Demos entonces un salto a 2025: la anunciada reforma llega después de una elección federal con alta participación y sin un conflicto poselectoral, porque los resultados fueron contundentes. Entonces, ¿de dónde vienen estos vientos de cambio? En buena medida, las reformas que he mencionado tuvieron un eje: los partidos políticos. En 1946 se estableció por primera vez que solo los partidos podrían registrar candidatos, y así, las reformas fueron configurándose ya fuera para cerrar o para abrir espacios a los partidos, para establecer que fueran concebidos como entidades de interés público, para su financiamiento, para sus tiempos en medios de comunicación y para sus medios de impugnación.
Hoy, los partidos están en el centro de la discusión – y con justa razón – como entidades poco representativas y que consumen altas e injustas cantidades de dinero. Por tanto, se promete que esta reforma electoral pondrá en el centro a la ciudadanía y no a los partidos; pero, para ello no basta con cambiar las reglas de elección, reducir a los plurinominales o quitarles dinero a los partidos políticos. Se requiere, de inicio, incorporar las voces de la ciudadanía en la elaboración de las nuevas reglas del juego.
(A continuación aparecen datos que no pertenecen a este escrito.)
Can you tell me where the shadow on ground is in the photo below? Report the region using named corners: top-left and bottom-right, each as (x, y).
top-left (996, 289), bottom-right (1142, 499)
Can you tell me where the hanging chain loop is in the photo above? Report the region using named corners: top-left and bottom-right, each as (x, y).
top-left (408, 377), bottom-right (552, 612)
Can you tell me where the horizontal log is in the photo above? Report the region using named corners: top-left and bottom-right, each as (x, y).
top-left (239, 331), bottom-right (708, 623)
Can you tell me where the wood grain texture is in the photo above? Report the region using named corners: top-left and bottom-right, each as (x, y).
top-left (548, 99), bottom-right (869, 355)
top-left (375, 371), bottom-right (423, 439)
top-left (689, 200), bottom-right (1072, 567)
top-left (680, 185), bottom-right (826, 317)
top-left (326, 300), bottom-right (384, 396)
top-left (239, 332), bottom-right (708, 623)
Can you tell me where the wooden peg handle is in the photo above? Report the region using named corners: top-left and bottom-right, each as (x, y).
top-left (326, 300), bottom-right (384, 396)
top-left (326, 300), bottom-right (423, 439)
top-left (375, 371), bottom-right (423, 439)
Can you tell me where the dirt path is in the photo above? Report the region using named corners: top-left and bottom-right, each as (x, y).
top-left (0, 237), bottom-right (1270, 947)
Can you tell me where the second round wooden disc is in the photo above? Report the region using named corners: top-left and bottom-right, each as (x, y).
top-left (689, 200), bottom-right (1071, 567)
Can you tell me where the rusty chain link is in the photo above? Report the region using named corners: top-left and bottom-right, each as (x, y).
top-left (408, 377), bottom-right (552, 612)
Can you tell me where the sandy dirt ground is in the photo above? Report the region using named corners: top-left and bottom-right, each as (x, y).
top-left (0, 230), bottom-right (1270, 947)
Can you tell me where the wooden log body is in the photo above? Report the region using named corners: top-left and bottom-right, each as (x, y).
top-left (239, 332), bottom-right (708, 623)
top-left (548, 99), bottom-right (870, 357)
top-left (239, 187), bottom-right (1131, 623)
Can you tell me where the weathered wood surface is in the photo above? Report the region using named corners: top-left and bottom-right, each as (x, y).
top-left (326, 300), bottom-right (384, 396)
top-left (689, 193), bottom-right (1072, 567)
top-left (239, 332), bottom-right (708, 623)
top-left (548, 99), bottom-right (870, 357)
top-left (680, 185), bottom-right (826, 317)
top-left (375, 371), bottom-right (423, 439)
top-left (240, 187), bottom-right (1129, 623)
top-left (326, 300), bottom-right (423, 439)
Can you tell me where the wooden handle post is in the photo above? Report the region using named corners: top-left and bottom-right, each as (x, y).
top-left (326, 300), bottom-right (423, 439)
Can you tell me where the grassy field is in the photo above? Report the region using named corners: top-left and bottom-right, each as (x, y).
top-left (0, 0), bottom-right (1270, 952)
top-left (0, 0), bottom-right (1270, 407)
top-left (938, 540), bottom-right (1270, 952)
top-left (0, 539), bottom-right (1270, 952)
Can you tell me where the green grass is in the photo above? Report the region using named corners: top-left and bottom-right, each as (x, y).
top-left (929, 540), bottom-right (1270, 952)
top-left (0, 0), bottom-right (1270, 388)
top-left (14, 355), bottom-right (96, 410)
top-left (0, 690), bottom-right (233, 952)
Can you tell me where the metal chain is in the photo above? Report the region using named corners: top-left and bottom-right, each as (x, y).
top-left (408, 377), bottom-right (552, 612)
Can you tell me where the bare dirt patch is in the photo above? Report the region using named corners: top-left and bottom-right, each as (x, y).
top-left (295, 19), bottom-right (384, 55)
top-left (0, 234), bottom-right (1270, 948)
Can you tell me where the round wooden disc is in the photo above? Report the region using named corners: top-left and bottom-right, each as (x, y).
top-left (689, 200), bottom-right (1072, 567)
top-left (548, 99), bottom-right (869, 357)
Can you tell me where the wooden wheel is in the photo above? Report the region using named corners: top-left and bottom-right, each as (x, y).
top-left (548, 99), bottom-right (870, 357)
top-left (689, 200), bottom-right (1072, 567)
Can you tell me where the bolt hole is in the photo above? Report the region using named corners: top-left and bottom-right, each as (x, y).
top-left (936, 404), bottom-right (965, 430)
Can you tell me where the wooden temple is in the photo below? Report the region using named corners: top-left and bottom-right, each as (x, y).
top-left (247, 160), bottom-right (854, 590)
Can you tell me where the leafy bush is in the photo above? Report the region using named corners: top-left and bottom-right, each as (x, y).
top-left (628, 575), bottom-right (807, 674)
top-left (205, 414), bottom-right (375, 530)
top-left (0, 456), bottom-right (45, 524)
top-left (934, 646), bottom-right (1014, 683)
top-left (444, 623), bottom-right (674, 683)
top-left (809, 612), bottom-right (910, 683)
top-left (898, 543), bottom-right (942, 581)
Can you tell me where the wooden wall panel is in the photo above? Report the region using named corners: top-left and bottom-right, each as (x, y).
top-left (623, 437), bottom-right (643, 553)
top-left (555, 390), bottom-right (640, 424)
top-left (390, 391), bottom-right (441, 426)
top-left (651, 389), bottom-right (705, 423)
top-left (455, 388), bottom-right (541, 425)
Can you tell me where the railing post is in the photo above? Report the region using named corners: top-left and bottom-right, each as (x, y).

La reforma que hoy se propone rompe con la tradición antes descrita, pues se impulsa en un contexto de alta legitimidad y claro dominio en las urnas del partido en el gobierno, lo que sin duda prende las alertas de posible concentración de poder. Sin embargo, se ha hecho la promesa de que se buscará la construcción de amplios consensos. Las condiciones sin duda son distintas: no hay crisis electoral, ni colapso institucional, ni conflicto poselectoral. Tal vez, también pueda ser distinta la forma en que se concibe y se construye la reforma, no como un remedio frente a la fractura, sino como una oportunidad para rediseñar, de forma participativa y legítima, el vínculo entre ciudadanía, instituciones y representación. Si los vientos de cambio vienen desde el poder, debemos estar atentas y atentos a que no apaguen la voz de la sociedad, sino que abran un nuevo capítulo en la vida pública donde las reglas del juego no solo sean más eficaces, sino también más justas, más incluyentes y, sobre todo, más nuestras.